Technology · AI
Manila Startup Kita Closes $4.5M to Automate Loan Document Processing Across Asia
The AI platform processes handwritten records and e-wallet screenshots for lenders struggling with backlogs and incomplete borrower data

KEY TAKEAWAYS
- ·Kita raised $4.5 million led by BoxGroup, with Lisa Gokongwei-Cheng and Xiaomi co-founder Lin Bin's family office participating, to automate loan document processing for banks and microfinance lenders.
- ·The platform processed over $130 million in loan volume in its first five months, with more than 60 percent from the Philippines, and can read over 50 document types including handwritten records and e-wallet screenshots.

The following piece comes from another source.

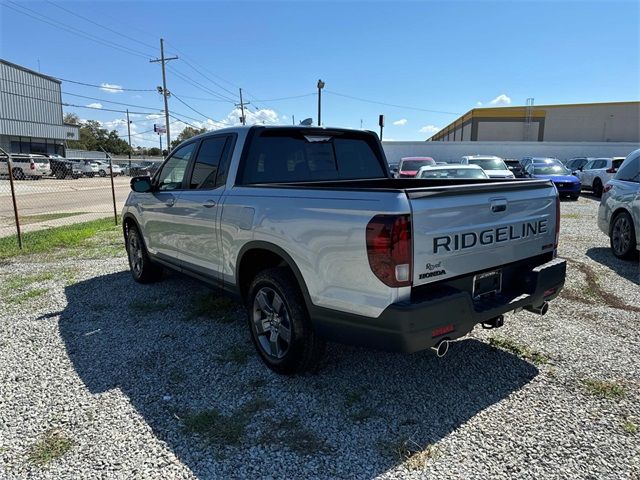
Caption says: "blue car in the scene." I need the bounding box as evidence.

- ·Kita competes with other AI credit platforms backed by the same investors and plans to expand across Southeast Asia, Latin America, the US, and Africa while keeping final credit approval decisions with human underwriters.
From Paper Chaos to Searchable Data
Banks and microfinance institutions across the Philippines routinely receive loan applications accompanied by folded bank receipts, blurred mobile wallet screenshots, and handwritten ledgers. Extracting reliable credit data from this patchwork has historically required armies of back-office staff and weeks of manual review.

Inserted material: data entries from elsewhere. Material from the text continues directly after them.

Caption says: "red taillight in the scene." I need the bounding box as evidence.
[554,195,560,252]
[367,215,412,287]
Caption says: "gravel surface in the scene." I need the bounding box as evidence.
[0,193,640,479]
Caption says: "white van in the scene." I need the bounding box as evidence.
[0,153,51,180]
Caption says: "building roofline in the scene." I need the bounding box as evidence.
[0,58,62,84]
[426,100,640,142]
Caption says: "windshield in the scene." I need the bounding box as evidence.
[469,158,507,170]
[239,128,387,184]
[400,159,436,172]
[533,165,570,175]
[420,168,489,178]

Kita, a Y Combinator-backed startup founded by Carmel Limcaoco and Rhea Malhotra, has built an artificial intelligence system designed to automate that process. The platform sits behind the scenes for lenders, requesting documents tailored to each borrower's situation, identifying gaps in submissions, and following up via messaging apps including Viber and SMS. It then parses the uploaded materials, extracts numerical data, flags discrepancies, and assembles a draft credit memo for human underwriters.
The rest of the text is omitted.